My Department has not carried out an audit of the cost to small business of compliance with tax and other regulations. A study of the compliance costs of PAYE was undertaken on behalf of the then Department of the Public Service in 1984. One of the key findings of the study was that these were regressive with smaller firms incurring proportionately higher costs.
On the basis of a survey of 119 enterprises, the study estimated that the gross compliance cost was approximately 4 per cent of the total PAYE liability for firms with fewer than 25 employees but just under 1 per cent for firms with over 400 employees.
The administrative burden on small business under the tax code and other regulations is one of the main issues being considered by the Task Force on Small Businesses. The task force is due to report later this month and it would be premature to comment on the areas in which deregulation might take place in advance of the receipt and evaluation of its proposals.
In his budget speech, the Minister for Finance announced a number of measures designed to reduce the administrative burden on small businesses under the tax code. These include the introduction of a single tax registration form, a single tax clearance certificate and the revising of VAT thresholds.
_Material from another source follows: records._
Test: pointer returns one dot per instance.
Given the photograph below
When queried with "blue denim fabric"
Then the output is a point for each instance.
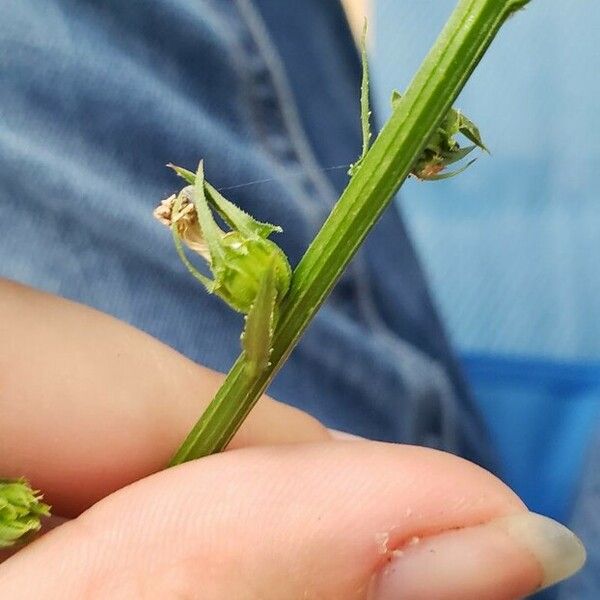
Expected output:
(95, 98)
(512, 247)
As the Minister for Finance acknowledged, these measures broadly follow recommendations made in the task force's budget submission.
In 1989 the University of Bath conducted a study which arrived at the conclusion that compliance costs on traders were just under £8 per £1,000 of goods sold. In companies with a turnover in excess of £10 million it estimated that the compliance costs were about 3p per £1,000 of goods sold. These are tentative figures and I am not sure whether they are useful statistics.